I wonder if there are some fruitful connections here between governmentality and gamification, or at least gaming more generally. There is certainly some interesting stuff here about gaming, reality, and various intricate blurrings and nestings of the two. The title puts the spotlight on this aspect. And I'm dying to ruminate on race and Kendra's skin. But I won’t get into any of that now: this was meant to be a short review ^_^ and besides, there have already been some intriguing pixels spilled about this book: not least this brace over at Strange Horizons; Sean Green asking some interesting questions about the portrayal of activism (and pointing out the precise timing of the novel’s publication, post Iraq invasion and subprime mortgage crisis, pre Occupy); Martin Petto on Beukes and Gibson; and Jonathan McCalmont also on the broader context of cyberpunk, positioning Moxyland at the satirical end: deconstructing the myth of the cool outsider by portraying such characters as victims. I think he’s right about the “smiling grimly.”


Brunner, John. Total Eclipse

John Brunner, Total Eclipse (1974). Mess with eugenics and capitalism-like structures merged into one institution, y'all might wind up dead.
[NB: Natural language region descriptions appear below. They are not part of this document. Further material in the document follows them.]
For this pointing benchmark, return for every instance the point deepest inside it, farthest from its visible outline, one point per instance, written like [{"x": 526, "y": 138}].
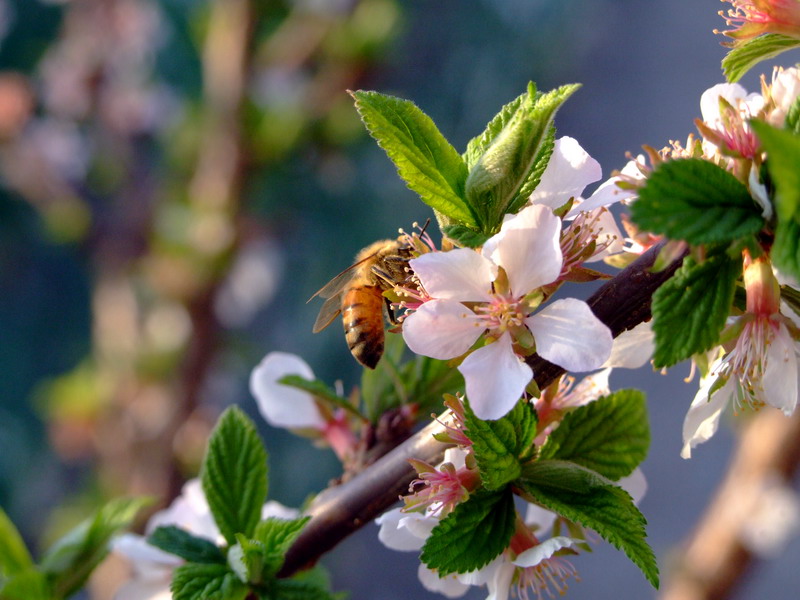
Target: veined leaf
[
  {"x": 746, "y": 54},
  {"x": 694, "y": 200},
  {"x": 609, "y": 436},
  {"x": 206, "y": 582},
  {"x": 234, "y": 475},
  {"x": 690, "y": 309},
  {"x": 181, "y": 543},
  {"x": 424, "y": 159},
  {"x": 500, "y": 445},
  {"x": 477, "y": 531}
]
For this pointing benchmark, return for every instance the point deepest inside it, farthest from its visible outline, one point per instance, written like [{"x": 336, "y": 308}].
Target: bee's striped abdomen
[{"x": 362, "y": 315}]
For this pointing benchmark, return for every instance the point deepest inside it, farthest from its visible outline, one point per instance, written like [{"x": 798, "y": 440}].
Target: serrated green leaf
[
  {"x": 610, "y": 435},
  {"x": 747, "y": 54},
  {"x": 465, "y": 237},
  {"x": 786, "y": 248},
  {"x": 477, "y": 531},
  {"x": 206, "y": 582},
  {"x": 28, "y": 584},
  {"x": 500, "y": 445},
  {"x": 424, "y": 159},
  {"x": 234, "y": 475},
  {"x": 321, "y": 390},
  {"x": 783, "y": 158},
  {"x": 14, "y": 555},
  {"x": 70, "y": 561},
  {"x": 181, "y": 543},
  {"x": 295, "y": 589},
  {"x": 793, "y": 117},
  {"x": 478, "y": 145},
  {"x": 694, "y": 200},
  {"x": 278, "y": 535},
  {"x": 690, "y": 309},
  {"x": 496, "y": 179},
  {"x": 608, "y": 510}
]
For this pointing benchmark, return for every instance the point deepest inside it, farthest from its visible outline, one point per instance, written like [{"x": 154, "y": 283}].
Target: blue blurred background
[{"x": 162, "y": 226}]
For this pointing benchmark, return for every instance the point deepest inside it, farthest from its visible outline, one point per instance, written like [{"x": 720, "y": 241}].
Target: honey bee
[{"x": 357, "y": 293}]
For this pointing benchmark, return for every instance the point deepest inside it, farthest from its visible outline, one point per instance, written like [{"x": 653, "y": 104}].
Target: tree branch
[{"x": 621, "y": 303}]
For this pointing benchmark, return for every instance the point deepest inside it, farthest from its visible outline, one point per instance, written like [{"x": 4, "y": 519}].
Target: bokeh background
[{"x": 179, "y": 176}]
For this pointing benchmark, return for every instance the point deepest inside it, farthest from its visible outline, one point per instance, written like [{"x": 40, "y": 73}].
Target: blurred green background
[{"x": 179, "y": 176}]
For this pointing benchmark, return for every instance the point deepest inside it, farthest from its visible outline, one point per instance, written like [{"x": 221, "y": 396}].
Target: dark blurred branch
[
  {"x": 622, "y": 303},
  {"x": 714, "y": 560}
]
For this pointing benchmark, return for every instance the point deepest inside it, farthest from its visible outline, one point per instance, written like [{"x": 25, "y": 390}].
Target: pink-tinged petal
[
  {"x": 568, "y": 334},
  {"x": 495, "y": 378},
  {"x": 441, "y": 329},
  {"x": 568, "y": 172},
  {"x": 632, "y": 348},
  {"x": 702, "y": 419},
  {"x": 460, "y": 274},
  {"x": 449, "y": 585},
  {"x": 780, "y": 376},
  {"x": 281, "y": 405},
  {"x": 528, "y": 248},
  {"x": 533, "y": 556}
]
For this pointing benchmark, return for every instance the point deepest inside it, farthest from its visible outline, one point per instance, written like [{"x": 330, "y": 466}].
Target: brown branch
[
  {"x": 715, "y": 559},
  {"x": 622, "y": 303}
]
Here's the relevant bit (big spoiler alert):
“But that’s absurd,” Lucas said after a pause. “Going bankrupt— well, it could bring down a civilisation, but it couldn’t wipe out an entire species.”
“It could!” Ian insisted. “Look, it occurred to us to wonder whether the Draconians traded among themselves, and we decided yes, they must have, but it never occurred to any of us to ask what kind of currency they employed.”
Cathy jumped to her feet. “The printed crystals!” she burst out. “Those can’t have been money!”
Karen shouted. “You’d find money all over everywhere, not concentrated in great big storehouses—”
[like, an hour later] 
“Am I being obtuse?” Karen said. “Or have you not yet explained how going bankrupt killed them off?”
“I was just coming to the details of that. I think I already said— excuse me, but my head is buzzing insanely with all the implications— I think I said I started asking what an individual could accumulate by way of reward, or payment.”
There was a brief hush. Nadine ventured, “Promises that when he became she, there would be outstanding genetic lines reserved to— uh— to her?”
“That’s it. That’s what killed them.” Igor leapt to his feet and started pacing back and forth, thumping fist into palm. “I’ve almost got it,” he said. “You mean that without realising what they were doing, they restricted their genetic pool until it became dangerous, and then it was too late. Like fortunes being concentrated in the hands of a few ultra-powerful families? A sort of genetic capitalism?”